Afortunadamente, quedan ya solamente seis días para que podamos descansar de la campaña electoral. En un mundo donde las posibilidades de comunicación e información nos sobrepasan, no deja de resultar sorprendente la repetida liturgia que todavía da cuerpo a nuestras campañas electorales y que, periódica y sistemáticamente, se desarrolla con motivo de los distintos comicios. Desde la "pegada" inicial de carteles, convertida ya con el paso del tiempo en atávico rito tribal, hasta esa innecesaria "jornada de reflexión" (¿reflexión sobre qué?) del día anterior a la votación, se nos bombardea con todo un despliegue de mensajes intrascendentes en vallas publicitarias, megafonía ruidosa por las calles, mítines trufados de retórica vacía, chascarrillos varios, descalificaciones personales contra el adversario y vanas o desmesuradas promesas programáticas. Por el contrario, los debates televisivos, que deberían constituir el medio más barato y eficaz de trasmitir a la ciudadanía las distintas ofertas y soluciones, son sistemáticamente rehuidos o, cuando se producen, se atienen a formatos rígidos y tediosos de los que poco provecho informativo y formativo puede obtener el electorado.

Tengo para mí que la ciudadanía soporta con indiferencia y con creciente desafección el tipo de campaña electoral a la que se nos somete y que agradecería una mayor altura de miras y una mayor seriedad intelectual por parte de políticos y candidatos. Quizá la clase política no se ha dado por enterada pero la opinión pública ha empezado a considerarla, tras la situación económica y el paro, como el tercer problema nacional. Es un hecho que no debe dejarnos indiferentes sino servir de estímulo, por el bien de nuestra salud democrática, para procurar que la brecha de distanciamiento y desafección de los ciudadanos hacia la política no siga agrandándose.

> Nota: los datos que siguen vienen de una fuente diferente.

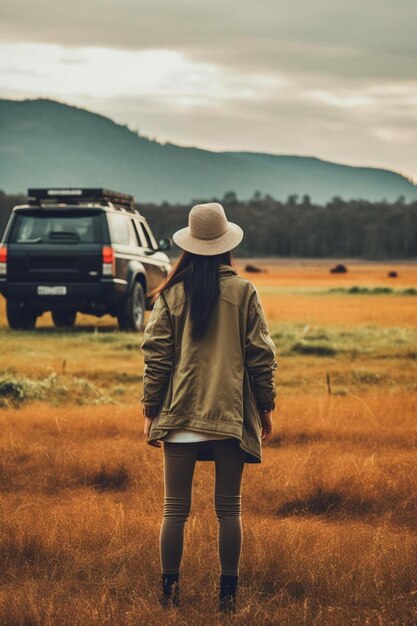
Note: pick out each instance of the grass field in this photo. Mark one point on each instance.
(329, 517)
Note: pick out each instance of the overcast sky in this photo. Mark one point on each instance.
(327, 78)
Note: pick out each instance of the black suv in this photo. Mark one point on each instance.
(87, 250)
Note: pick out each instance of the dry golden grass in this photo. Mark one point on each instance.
(329, 517)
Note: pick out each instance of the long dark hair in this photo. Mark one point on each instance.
(200, 275)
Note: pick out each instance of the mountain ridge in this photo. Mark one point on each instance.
(49, 143)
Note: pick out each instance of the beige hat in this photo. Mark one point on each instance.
(208, 231)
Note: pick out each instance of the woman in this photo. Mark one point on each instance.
(208, 388)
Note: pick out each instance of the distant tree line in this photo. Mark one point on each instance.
(296, 227)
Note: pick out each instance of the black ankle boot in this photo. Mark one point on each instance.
(170, 590)
(227, 597)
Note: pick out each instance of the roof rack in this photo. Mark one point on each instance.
(80, 196)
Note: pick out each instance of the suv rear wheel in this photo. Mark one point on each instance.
(132, 313)
(63, 318)
(20, 316)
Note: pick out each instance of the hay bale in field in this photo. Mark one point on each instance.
(254, 269)
(338, 269)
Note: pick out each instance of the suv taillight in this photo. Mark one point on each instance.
(3, 260)
(109, 261)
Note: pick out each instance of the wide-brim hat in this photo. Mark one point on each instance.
(208, 231)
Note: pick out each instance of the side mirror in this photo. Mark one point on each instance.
(165, 243)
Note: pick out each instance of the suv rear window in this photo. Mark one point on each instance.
(57, 226)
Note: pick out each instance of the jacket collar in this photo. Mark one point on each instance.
(226, 269)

La actual campaña en nada contribuye a superar esa brecha. En la misma, aunque dentro de una tónica similar, observamos dos niveles: el correspondiente a los líderes nacionales y el asociado, teóricamente, a los ámbitos locales y autonómicos. Creo que hay una general aceptación de que son los factores y las expectativas de carácter nacional los que están condicionando las elecciones del 22-M, hasta el punto de convertirlas en una primera vuelta de las próximas elecciones legislativas. Pero esa circunstancia, lejos de propiciar un debate fructífero tendente a la aproximación de las dos grandes fuerzas políticas nacionales para afrontar con responsabilidad los graves retos económicos que tenemos planteados, está dando lugar a una estrategia de acusaciones mutuas respecto a los necesarios ajustes y sacrificios para superar dichos retos que va a deteriorar seriamente nuestra convivencia social. Da la impresión de que no se pretende alcanzar un consenso básico sobre las grandes reformas estructurales que en lo económico y en lo laboral se necesitan, y de que no se quieren compartir los costes políticos originados por las mismas. Corremos así el riesgo de deslizarnos hacia una situación de crispación y de confrontación social muy preocupante, similar a la que atraviesa Grecia en los momentos actuales.

Si del ámbito nacional descendemos al autonómico y al local, contemplamos una misma carencia de sentido de la realidad y de percepción de la grave situación económica y de deterioro social por la que atravesamos. Un ligero repaso a los programas autonómicos y municipales nos deja boquiabiertos si tenemos en cuenta que en muchas de dichas administraciones no se puede atender el pago de los proveedores y se alcanzan niveles de endeudamiento difícilmente digeribles. El colapso de la recaudación provocado por la crisis económica va a obligar sin embargo, inexorablemente, a recomponer el funcionamiento y las atribuciones del Estado autonómico y de los ayuntamientos, víctimas de sus anteriores dispendios, de las duplicidades administrativas y de las ansias de acumulación de competencias. Pero partidos y candidatos -aunque es obligado reconocer que con mucha menor dosis de realismo por parte de los que ejercen la oposición- parece que no se enteran. Los programas electorales siguen prometiéndonos parques temáticos, centros culturales, creación de múltiples observatorios y consejos municipales con los que incrementar el gasto corriente, planes millonarios para infraestructuras y otra serie de iniciativas onerosas. ¿De dónde se obtendrán los recursos necesarios? ¿De un mayor endeudamiento que ha llegado o está llegando al límite? ¿De subidas de tasas e impuestos que estrangularán todavía más al consumidor y a la economía productiva? No se nos explica ni parece, en definitiva, que eso importe demasiado. Aquí no pasa nada: todos tan contentos y felices, y que siga la fiesta. La campaña parece efectivamente transportarnos a un estado de embriaguez programática en el que, salvo escasas excepciones, se confunden los deseos con la realidad. Pero esta última, no lo dudemos, acabará imponiéndose con toda su crudeza apenas terminen los efectos de la resaca.